Obsessed with head knowledge, fixated on verbosity, and compulsion with external busyness, we have lost sight of what it means to be disciples of Christ from the inside-out. Paranoid of silence and non-thinking, we have forced and constricted ourselves into a self-dug pit of religiosity devoid of the living waters of Spirit. Fear of the unknown and unfamiliar blocks our growth in the Lord.
Will we heed God’s call to retreat, revive, recover, and re-illuminate our spirits in the pleroma of our triune God in Christ? One possible approach comes from the meditative tradition of Chan, a vibrant and living East Asian spiritual culture.
In Chan practice, a distinctive method of inquiry utilizes what is termed “critical phrase” or 话头, signifying a mode of reflexive inner inquiry that traces attention back to its source. A common critical phrase is “念佛是谁?” meaning “Who is reciting Buddha’s name?”

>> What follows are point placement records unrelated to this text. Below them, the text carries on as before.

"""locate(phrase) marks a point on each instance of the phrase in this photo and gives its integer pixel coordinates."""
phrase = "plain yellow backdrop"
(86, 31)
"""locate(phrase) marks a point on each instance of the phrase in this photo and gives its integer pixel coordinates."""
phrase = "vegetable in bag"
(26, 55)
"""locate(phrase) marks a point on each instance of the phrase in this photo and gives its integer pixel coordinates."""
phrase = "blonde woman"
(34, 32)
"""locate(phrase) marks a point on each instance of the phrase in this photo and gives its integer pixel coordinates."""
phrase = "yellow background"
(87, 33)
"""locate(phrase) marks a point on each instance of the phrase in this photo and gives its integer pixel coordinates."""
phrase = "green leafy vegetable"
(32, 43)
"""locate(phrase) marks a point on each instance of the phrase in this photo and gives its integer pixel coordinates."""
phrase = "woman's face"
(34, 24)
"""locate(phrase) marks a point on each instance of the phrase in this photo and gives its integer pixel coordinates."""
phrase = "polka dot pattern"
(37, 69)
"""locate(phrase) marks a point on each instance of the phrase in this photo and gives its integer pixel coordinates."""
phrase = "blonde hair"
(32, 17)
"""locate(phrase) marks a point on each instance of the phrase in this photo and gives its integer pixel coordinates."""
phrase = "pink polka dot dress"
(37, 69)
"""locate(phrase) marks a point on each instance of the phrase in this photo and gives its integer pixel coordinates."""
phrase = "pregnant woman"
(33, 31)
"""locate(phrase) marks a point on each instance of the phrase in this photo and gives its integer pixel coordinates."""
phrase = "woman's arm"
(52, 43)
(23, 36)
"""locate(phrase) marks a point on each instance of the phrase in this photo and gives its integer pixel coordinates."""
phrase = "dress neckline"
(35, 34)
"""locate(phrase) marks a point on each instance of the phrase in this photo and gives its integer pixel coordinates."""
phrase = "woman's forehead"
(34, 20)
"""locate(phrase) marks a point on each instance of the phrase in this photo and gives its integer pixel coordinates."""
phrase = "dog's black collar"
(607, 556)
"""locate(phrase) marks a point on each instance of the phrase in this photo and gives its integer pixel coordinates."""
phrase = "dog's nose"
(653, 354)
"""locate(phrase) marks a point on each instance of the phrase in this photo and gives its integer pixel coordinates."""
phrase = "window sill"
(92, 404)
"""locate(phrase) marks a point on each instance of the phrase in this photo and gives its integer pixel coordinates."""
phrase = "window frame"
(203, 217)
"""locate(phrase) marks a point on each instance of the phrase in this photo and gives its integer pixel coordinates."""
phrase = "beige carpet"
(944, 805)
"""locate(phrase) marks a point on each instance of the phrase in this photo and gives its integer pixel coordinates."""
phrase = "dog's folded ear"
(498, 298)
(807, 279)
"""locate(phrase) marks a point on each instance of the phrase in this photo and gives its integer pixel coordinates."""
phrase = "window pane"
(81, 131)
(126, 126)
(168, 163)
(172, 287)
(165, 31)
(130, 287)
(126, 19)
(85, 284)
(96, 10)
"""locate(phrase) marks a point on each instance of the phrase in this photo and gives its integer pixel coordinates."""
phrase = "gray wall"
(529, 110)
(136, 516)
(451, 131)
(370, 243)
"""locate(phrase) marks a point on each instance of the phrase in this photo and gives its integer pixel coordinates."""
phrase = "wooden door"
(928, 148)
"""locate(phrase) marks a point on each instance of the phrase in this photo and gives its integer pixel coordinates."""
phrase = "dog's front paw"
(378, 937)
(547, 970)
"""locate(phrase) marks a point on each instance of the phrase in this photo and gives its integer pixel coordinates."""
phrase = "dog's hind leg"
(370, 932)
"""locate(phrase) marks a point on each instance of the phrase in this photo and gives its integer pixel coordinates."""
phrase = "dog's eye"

Creatively applying this method to one’s prayer life, we can probe “祷告是谁?” meaning “Who is praying?” We can even ask “祷告对象是谁?” meaning “Who is being prayed to?” Now, isn’t it interesting to encounter prayer afresh in each moment rather than sinking into a habitual indoctrinated posture devoid of reflexive awareness?
An encrusted mind lacks potency to break through to God and is less than amenable to God breaking through to you. Why not start afresh, and ask the critical phrase? Jesus Himself challenges us with “Who do you say that I am?” Are we ready?